Rip it up and start again

Author Ben Winkley

There was a glaring omission in Opec’s July Monthly Oil Market Report this week. In the 12 pages devoted to world oil supply and the additional five pages looking forward for the first time to 2016, there was not one mention of how the group’s forecasts would be affected by the potential return of Iranian crude.

There was a glaring omission in Opec’s July Monthly Oil Market Report this week. In the 12 pages devoted to world oil supply and the additional five pages looking forward for the first time to 2016, there was not one mention of how the group’s forecasts would be affected by the potential return of Iranian crude.

Perhaps it was not deemed politic to do so. The only hint that something might happen was contained in the usual Opec disclaimer about risks to its forecasts: alongside civil wars, technical developments and regulations sat a brief mention of “geopolitics and related sanctions”.

Today saw geopolitics writ large in Vienna. After years of painstaking diplomatic give and take, a deal has been struck over Iran’s nuclear programme — and it clearly spells out the timetable that will enable the return of Iranian crude to global markets.

US and EU sanctions targeting Iran's oil and gas sector will be rolled back when UN nuclear watchdog the IAEA confirms that it and Tehran have resolved all past and present outstanding issues regarding Iran's nuclear programme. Going by today’s statement from the IAEA, this will happen on 15 December.

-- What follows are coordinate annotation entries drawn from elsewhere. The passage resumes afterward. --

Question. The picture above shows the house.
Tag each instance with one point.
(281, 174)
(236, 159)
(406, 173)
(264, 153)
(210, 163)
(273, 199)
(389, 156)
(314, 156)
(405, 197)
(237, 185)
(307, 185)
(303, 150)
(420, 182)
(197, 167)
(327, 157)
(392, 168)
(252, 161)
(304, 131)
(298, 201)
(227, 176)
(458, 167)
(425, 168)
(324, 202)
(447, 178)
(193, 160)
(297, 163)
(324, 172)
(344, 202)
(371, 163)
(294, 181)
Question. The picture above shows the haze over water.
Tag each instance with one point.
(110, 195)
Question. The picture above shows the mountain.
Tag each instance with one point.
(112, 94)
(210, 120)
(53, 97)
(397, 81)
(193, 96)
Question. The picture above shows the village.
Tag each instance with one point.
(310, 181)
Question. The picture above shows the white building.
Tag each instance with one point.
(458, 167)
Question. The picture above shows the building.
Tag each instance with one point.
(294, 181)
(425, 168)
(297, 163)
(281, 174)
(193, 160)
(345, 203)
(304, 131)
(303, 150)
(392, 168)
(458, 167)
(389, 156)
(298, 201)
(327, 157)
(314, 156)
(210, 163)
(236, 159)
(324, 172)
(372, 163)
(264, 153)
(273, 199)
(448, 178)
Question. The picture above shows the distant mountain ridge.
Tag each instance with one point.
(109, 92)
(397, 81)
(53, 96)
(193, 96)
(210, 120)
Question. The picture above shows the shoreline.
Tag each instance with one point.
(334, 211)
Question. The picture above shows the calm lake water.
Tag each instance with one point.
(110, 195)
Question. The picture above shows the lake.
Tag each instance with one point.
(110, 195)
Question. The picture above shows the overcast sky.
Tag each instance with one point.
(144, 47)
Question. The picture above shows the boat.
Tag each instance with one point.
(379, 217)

What does this do to the first forecasts for 2016? Opec is quite optimistic about how things will pan out next year, suggesting an acceleration in demand growth. The IEA is more circumspect, seeing a slowing rate of demand growth. In fact, the IEA, in a very bearish report, went one step further, saying demand would be "significantly below most of the existing projections for oil supplies".

These existing projections will have to be retooled.

Early thoughts on how much extra crude Iran could export on the lifting of sanctions range from 300,000-500,000 b/d, with the higher figure provided by Iran’s oil minister Bijan Namdar Zanganeh. He said the same amount again could be added within six to seven months. An extra 1mn b/d would make the IEA’s bears look like cubs, and would stick a pin in Opec’s optimism.

But as historic as today seems, it is not the end for this saga. Hardliners will have their say in Washington and Tehran, and new contracts have to be drawn up to attract the necessary investment from foreign companies. Perhaps it is the beginning of the end.